By JW Dowey - 10 Jun 2014 6:50:28 GMT
Bear with us

These two have obviously heard about the need to establish dominance, but they can't beat the record of old Pyros. These cubs are safely enclosed within the beautiful Bavarian Black Forest; bear image; Credit: © Shutterstock

When it comes to bears, we really appreciate them. Look at our grizzly bear, Ursus arctos horribilis story by Chris Nunally at - Losing our grizzly bears: the call of the wild , or read up on Pyros the European brown bear, Ursus arctos arctos in the Pyrenees here, in - Pyros, the Ursine Romeo! It is Pyros who is the source of this story today.

He is recorded as having fathered most of the paltry 30 individuals wandering the mountains between France and Spain. For 20 years, he has dominated the small band, being the father, grandfather and great-grandfather of the cubs. The other 4 adult males haven't had a look in, even though one is actually unrelated to the old guy (maybe the only one.) Jose Enrique Arró is the local councillor for the Val d'Aran, stating to his local paper, "If he keeps up this sexual vigour and dominant attitude for a few more years, the other males in the mountains have no chance of mating with any of the females."
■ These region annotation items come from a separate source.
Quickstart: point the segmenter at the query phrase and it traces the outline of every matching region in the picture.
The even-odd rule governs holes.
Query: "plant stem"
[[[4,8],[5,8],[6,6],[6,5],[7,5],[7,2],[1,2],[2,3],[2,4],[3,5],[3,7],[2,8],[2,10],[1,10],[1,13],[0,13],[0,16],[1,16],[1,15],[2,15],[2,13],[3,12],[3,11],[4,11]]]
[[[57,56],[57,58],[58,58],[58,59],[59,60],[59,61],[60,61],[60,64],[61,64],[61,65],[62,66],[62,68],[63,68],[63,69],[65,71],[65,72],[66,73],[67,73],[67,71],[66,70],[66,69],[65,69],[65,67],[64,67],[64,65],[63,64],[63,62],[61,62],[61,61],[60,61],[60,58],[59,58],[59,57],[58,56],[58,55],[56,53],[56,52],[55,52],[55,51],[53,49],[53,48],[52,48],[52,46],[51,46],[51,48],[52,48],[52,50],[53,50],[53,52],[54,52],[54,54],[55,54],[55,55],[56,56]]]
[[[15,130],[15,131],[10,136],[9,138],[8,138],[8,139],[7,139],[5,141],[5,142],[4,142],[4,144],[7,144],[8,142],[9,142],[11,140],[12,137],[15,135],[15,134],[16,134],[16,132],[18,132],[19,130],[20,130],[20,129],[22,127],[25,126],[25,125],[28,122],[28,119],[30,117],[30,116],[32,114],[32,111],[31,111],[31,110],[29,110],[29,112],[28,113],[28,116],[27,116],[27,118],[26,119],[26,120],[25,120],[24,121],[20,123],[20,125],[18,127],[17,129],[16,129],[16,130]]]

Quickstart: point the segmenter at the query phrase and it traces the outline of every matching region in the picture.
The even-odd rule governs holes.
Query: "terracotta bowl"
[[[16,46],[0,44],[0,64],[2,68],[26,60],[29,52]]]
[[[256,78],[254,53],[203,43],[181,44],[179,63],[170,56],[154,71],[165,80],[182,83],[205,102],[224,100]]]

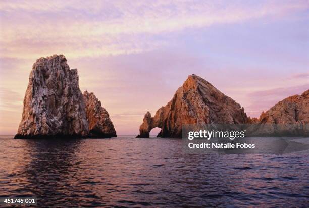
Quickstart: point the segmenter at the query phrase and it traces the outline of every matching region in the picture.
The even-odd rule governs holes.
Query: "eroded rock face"
[[[259,135],[309,135],[309,90],[262,112],[249,130]]]
[[[149,137],[150,131],[161,128],[158,136],[181,137],[183,124],[244,124],[243,108],[204,79],[192,75],[176,91],[173,99],[153,117],[147,112],[138,137]]]
[[[16,138],[82,137],[88,133],[77,70],[63,55],[41,57],[33,64]]]
[[[83,94],[85,105],[86,115],[89,124],[90,137],[106,138],[117,137],[116,132],[110,115],[102,107],[93,93],[87,91]]]

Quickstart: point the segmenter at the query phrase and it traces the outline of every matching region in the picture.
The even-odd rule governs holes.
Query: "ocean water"
[[[40,206],[307,207],[309,151],[195,154],[181,139],[0,136],[0,197]]]

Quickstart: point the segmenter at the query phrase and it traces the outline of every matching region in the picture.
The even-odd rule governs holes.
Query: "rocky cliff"
[[[102,107],[101,101],[92,92],[89,93],[86,91],[83,95],[89,124],[89,136],[97,138],[117,137],[110,115]]]
[[[83,137],[88,128],[77,69],[63,55],[41,57],[33,64],[16,138]]]
[[[309,135],[309,90],[280,101],[252,123],[253,135]]]
[[[86,99],[85,106],[77,70],[70,69],[64,56],[37,59],[30,72],[22,120],[15,138],[82,138],[94,136],[94,132],[116,136],[108,113],[90,96],[89,102]]]
[[[204,79],[192,75],[153,117],[145,115],[138,137],[148,138],[151,129],[161,128],[158,136],[181,137],[183,124],[244,124],[248,118],[243,108]]]

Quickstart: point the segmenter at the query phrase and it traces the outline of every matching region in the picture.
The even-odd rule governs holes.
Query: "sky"
[[[0,134],[16,133],[32,64],[53,54],[119,135],[191,74],[259,117],[309,89],[309,1],[2,1]]]

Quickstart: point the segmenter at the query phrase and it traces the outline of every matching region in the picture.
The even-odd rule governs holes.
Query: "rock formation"
[[[89,124],[89,134],[91,137],[116,137],[116,132],[110,119],[110,115],[102,107],[101,102],[93,93],[87,91],[83,94],[86,116]]]
[[[30,74],[22,120],[15,138],[88,137],[83,99],[79,89],[77,70],[70,69],[64,56],[37,59]],[[91,102],[87,106],[87,112],[91,111],[92,105]],[[95,105],[93,107],[98,108]],[[100,117],[107,115],[107,120],[110,121],[106,111],[101,110],[100,112]],[[104,118],[100,118],[97,122],[93,121],[96,116],[90,116],[91,123],[97,123],[96,127],[108,124],[108,127],[102,129],[109,129],[110,123],[101,122],[105,121]],[[97,128],[91,127],[91,130]],[[111,132],[111,136],[116,135],[115,129]]]
[[[161,128],[158,136],[181,137],[183,124],[244,124],[248,118],[243,108],[204,79],[192,75],[153,117],[147,112],[138,137],[148,138],[151,129]]]
[[[253,135],[309,135],[309,90],[280,101],[252,123]]]

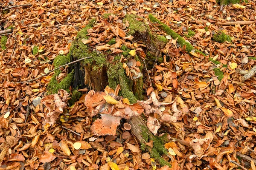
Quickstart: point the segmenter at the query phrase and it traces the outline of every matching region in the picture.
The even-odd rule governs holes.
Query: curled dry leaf
[[[44,151],[44,154],[41,155],[39,159],[39,162],[42,163],[50,162],[53,161],[56,156],[53,153],[51,153],[48,151]]]
[[[157,119],[151,116],[149,116],[148,118],[147,126],[154,135],[156,135],[158,129],[161,127],[158,120]]]
[[[101,119],[93,123],[91,130],[96,135],[115,135],[116,128],[120,125],[121,118],[111,115],[101,114]]]

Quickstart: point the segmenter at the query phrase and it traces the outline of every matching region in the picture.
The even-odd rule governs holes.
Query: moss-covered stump
[[[110,21],[109,16],[105,14],[102,16],[102,17],[105,19],[102,21],[113,29],[113,27],[112,26],[113,24],[112,23],[113,21]],[[82,58],[92,57],[69,67],[69,72],[70,74],[73,74],[73,78],[72,79],[68,79],[69,81],[65,83],[65,88],[63,88],[62,81],[58,82],[55,78],[59,74],[60,71],[56,71],[48,86],[49,93],[56,93],[59,88],[68,91],[70,89],[69,86],[71,85],[73,90],[86,87],[89,90],[93,89],[96,91],[103,91],[107,85],[114,89],[118,85],[119,85],[121,89],[119,95],[128,99],[131,103],[136,102],[138,99],[142,99],[143,76],[131,79],[132,79],[131,77],[128,77],[125,72],[127,70],[124,69],[123,63],[120,62],[121,56],[122,56],[122,57],[126,60],[125,63],[127,64],[131,60],[139,62],[140,63],[139,65],[139,65],[137,69],[139,69],[140,71],[142,72],[143,62],[142,57],[138,56],[137,50],[136,50],[137,54],[135,55],[132,55],[129,52],[131,50],[135,50],[134,47],[136,47],[136,49],[140,48],[144,55],[146,55],[145,57],[146,61],[155,59],[160,54],[160,49],[162,48],[167,42],[167,40],[163,37],[152,33],[148,26],[143,21],[143,19],[137,16],[126,15],[122,21],[124,25],[125,23],[128,25],[125,36],[131,35],[134,38],[130,41],[127,40],[126,42],[119,47],[119,49],[122,51],[121,53],[113,53],[109,48],[99,51],[95,49],[95,46],[97,47],[97,44],[99,43],[92,44],[91,42],[89,44],[83,42],[84,42],[84,40],[91,41],[92,40],[94,42],[96,42],[93,37],[90,37],[90,34],[88,32],[89,29],[90,29],[90,32],[93,31],[90,28],[93,28],[94,26],[96,25],[95,27],[98,27],[98,26],[100,25],[96,24],[95,19],[92,20],[85,28],[79,32],[76,39],[72,42],[69,54],[66,56],[60,55],[56,57],[54,61],[54,66],[60,65],[56,64],[57,63],[61,62],[64,64]],[[111,26],[113,27],[110,27]],[[110,39],[106,38],[106,40],[99,45],[108,45],[105,46],[111,47],[111,45],[115,45],[116,43],[116,40],[120,40],[120,37],[118,37],[117,33],[114,33],[114,34],[113,38],[112,36],[112,38]],[[138,44],[140,46],[139,47],[136,46]],[[126,45],[130,46],[128,47]],[[72,91],[70,92],[72,93]]]

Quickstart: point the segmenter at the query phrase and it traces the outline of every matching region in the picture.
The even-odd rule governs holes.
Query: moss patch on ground
[[[2,36],[1,38],[1,48],[3,50],[6,49],[6,45],[8,39],[7,37],[5,35]]]
[[[221,69],[219,68],[213,68],[213,71],[214,71],[214,74],[218,77],[218,79],[220,82],[221,79],[224,77],[223,76],[224,73],[221,71]]]
[[[147,128],[145,127],[141,126],[141,128],[143,131],[141,134],[142,136],[145,140],[145,142],[149,142],[149,140],[152,140],[153,141],[153,147],[151,149],[149,148],[148,147],[146,146],[145,143],[141,144],[141,149],[143,151],[149,151],[150,153],[150,156],[155,159],[159,162],[159,164],[161,167],[167,165],[171,167],[171,164],[161,156],[163,154],[168,155],[168,153],[166,149],[164,147],[164,144],[168,141],[166,135],[164,135],[161,137],[153,136],[150,137],[147,133]]]
[[[38,46],[34,46],[34,48],[33,48],[33,50],[32,50],[32,54],[33,55],[35,55],[38,52]]]
[[[230,3],[235,4],[236,3],[248,3],[247,0],[217,0],[216,2],[220,5],[228,5]]]
[[[228,35],[225,34],[223,31],[219,31],[213,35],[213,40],[218,42],[224,42],[226,41],[227,41],[231,42],[231,37]]]
[[[166,25],[164,24],[163,23],[162,23],[160,20],[157,20],[154,17],[152,14],[150,14],[148,15],[148,18],[149,19],[149,20],[151,22],[157,23],[158,24],[160,24],[160,26],[159,26],[159,27],[162,29],[163,29],[167,34],[170,35],[173,39],[176,39],[177,38],[177,42],[179,44],[180,44],[181,47],[183,47],[184,45],[186,45],[186,50],[187,51],[191,51],[192,50],[194,49],[194,47],[193,47],[193,46],[192,46],[189,42],[186,42],[185,40],[183,38],[182,38],[182,37],[180,36],[178,34],[176,33],[173,30],[172,30]],[[204,54],[204,53],[202,53],[201,51],[198,50],[196,50],[195,52],[197,52],[202,54],[205,55]]]
[[[125,23],[126,21],[129,22],[130,31],[128,33],[128,35],[133,35],[136,31],[143,32],[148,29],[143,22],[138,21],[136,18],[141,19],[142,18],[132,14],[127,14],[125,16],[125,18],[123,20],[123,23]]]

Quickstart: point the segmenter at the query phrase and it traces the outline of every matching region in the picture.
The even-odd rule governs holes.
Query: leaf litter
[[[0,169],[237,168],[233,161],[255,169],[255,79],[242,82],[234,70],[249,70],[255,65],[255,24],[215,25],[226,20],[255,21],[255,2],[248,1],[225,6],[222,11],[214,0],[42,0],[4,11],[0,15],[2,29],[12,32],[6,35],[6,44],[1,44],[6,49],[0,51]],[[5,8],[30,3],[4,0],[1,5]],[[105,38],[102,30],[108,29],[101,26],[100,16],[107,13],[120,23],[125,14],[136,14],[169,40],[161,50],[163,62],[149,70],[153,87],[145,74],[147,99],[130,105],[107,89],[89,91],[69,106],[67,91],[47,95],[53,74],[27,84],[14,83],[52,70],[54,58],[67,54],[78,31],[92,17],[97,19],[99,29],[89,30],[90,39],[83,43],[116,54],[122,52],[120,47],[125,44],[131,49],[130,55],[140,53],[144,58],[144,51],[129,42],[133,37],[126,37],[121,24],[109,28],[118,37],[116,43],[102,44]],[[149,13],[206,55],[186,52],[177,40],[150,23]],[[191,30],[194,35],[185,36]],[[232,42],[214,41],[212,38],[219,31],[230,36]],[[130,62],[123,65],[127,76],[131,79],[141,76],[137,68],[140,64]],[[66,75],[63,71],[58,79]],[[161,167],[141,150],[131,133],[125,119],[142,113],[152,133],[168,134],[170,141],[164,146],[170,155],[163,157],[172,167]],[[110,127],[111,132],[102,130],[109,130]],[[102,136],[107,133],[113,135]]]

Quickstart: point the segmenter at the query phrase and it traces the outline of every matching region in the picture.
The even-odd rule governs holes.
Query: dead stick
[[[236,153],[236,155],[241,157],[241,158],[242,158],[244,159],[245,159],[249,161],[249,162],[250,162],[251,161],[253,161],[254,162],[254,164],[256,164],[256,160],[253,159],[252,158],[250,158],[247,155],[244,155],[244,154],[239,153],[238,152]]]
[[[63,128],[64,128],[64,129],[66,129],[66,130],[69,130],[69,131],[70,131],[70,132],[73,132],[73,133],[74,133],[76,134],[76,135],[78,135],[78,136],[81,136],[81,135],[80,135],[80,134],[77,133],[76,132],[75,132],[75,131],[74,131],[72,130],[71,130],[71,129],[69,129],[68,128],[66,128],[66,127],[64,127],[64,126],[61,126],[61,127],[62,127]]]
[[[49,73],[52,73],[52,72],[53,72],[55,71],[56,70],[58,70],[58,69],[60,68],[61,67],[65,67],[65,66],[66,66],[67,65],[70,65],[70,64],[73,64],[73,63],[74,63],[75,62],[78,62],[79,61],[81,61],[81,60],[84,60],[84,59],[88,59],[88,58],[91,58],[91,57],[87,57],[82,58],[81,59],[80,59],[78,60],[77,60],[74,61],[73,61],[72,62],[70,62],[69,63],[65,64],[65,65],[61,65],[60,66],[59,66],[58,68],[54,68],[53,70],[51,70],[50,71],[49,71],[48,73],[46,73],[46,74],[43,74],[42,76],[39,76],[38,77],[36,78],[35,79],[32,79],[29,80],[24,81],[23,82],[15,82],[14,83],[23,83],[23,82],[31,82],[31,81],[34,81],[34,80],[37,80],[38,79],[39,79],[40,78],[42,77],[43,77],[44,76],[45,76],[49,74]]]
[[[6,10],[6,9],[11,9],[11,8],[16,8],[16,7],[20,7],[20,6],[32,6],[32,5],[31,5],[31,4],[25,4],[25,5],[17,5],[17,6],[10,6],[9,7],[5,8],[4,9],[3,9],[3,11]]]
[[[218,21],[216,23],[212,23],[212,24],[215,25],[220,25],[221,26],[232,26],[236,24],[239,24],[240,26],[244,26],[245,25],[250,25],[253,23],[255,23],[256,21],[229,21],[226,22],[225,23],[223,23],[222,22]],[[208,21],[207,21],[205,20],[202,21],[195,21],[193,20],[192,20],[189,21],[190,23],[196,23],[197,24],[201,24],[201,23],[208,23]]]
[[[0,31],[0,34],[5,34],[10,33],[12,32],[12,29],[7,29],[6,30],[1,31]]]
[[[248,73],[247,73],[246,74],[244,74],[242,77],[241,77],[241,79],[242,81],[245,81],[253,76],[256,73],[256,65],[254,65],[251,69],[248,71]]]
[[[242,165],[241,165],[241,164],[236,163],[235,161],[230,161],[230,162],[233,163],[233,164],[238,166],[239,167],[241,167],[242,170],[248,170],[247,169],[245,168],[244,167],[243,167]]]

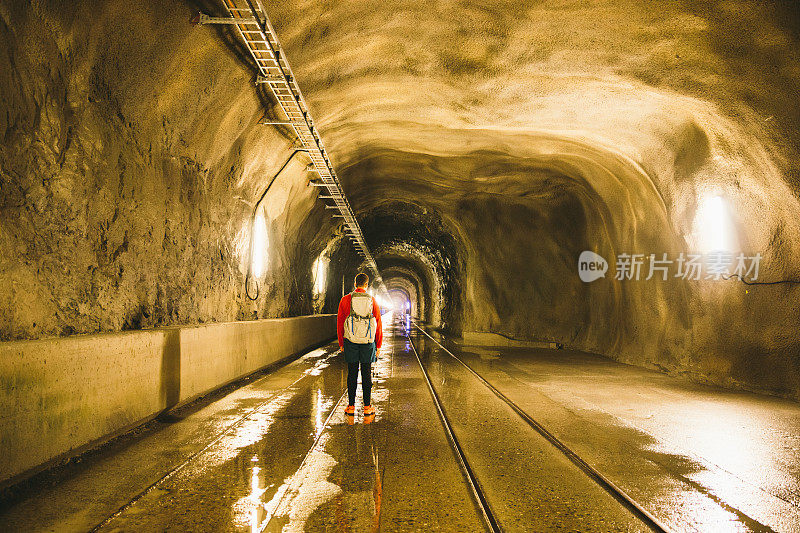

Serious inbreeding is resulting from this bear's success, which in a real world would be good for the species, passing on his powerful genes. But this isn't the real world. The 30 protected bears have to gain some variation, that would normally occur when migration brought new individuals into the population or out of it. Pyros has to be taken out, basically, but how to do it. The only possible solutions involve castration or isolation. He should have stopped breeding as a 19-year-old, but he's already 26.

Next Spring a new immigrant from Slovenia is likely to take over the role of pyros. He's produced such good results, the authorities in charge of environmental issues will find it impossible to do anything other than castrate him. He would resume a normal old age, after that, and may even outlive many of his offspring, given his undoubted "vigour." If his position of dominance were to be maintained, of course, then his days in the Pyrenees would be very limited, but a bear of that age must surely become less of a problem to others. His teeth will soon be lost, making him unattractive to potential mates.

Perhaps the real answer is to transfer a number of the inbred bears to another location with a Slovenian male bear, but also introduce another male to this colony. It will add a mass of information to our dossier on brown bears, perhaps indicating behavioural differences from other brown bear populations.

We're all waiting with bear-bated breath to see what happens in the Spring. I'm sure Pyros will also benefit if good decisions are made in the Val d'Aran and in Slovenia. The old guy deserves some reward for maintaining the whole Pyrenean bear population, one-handed, so to speak!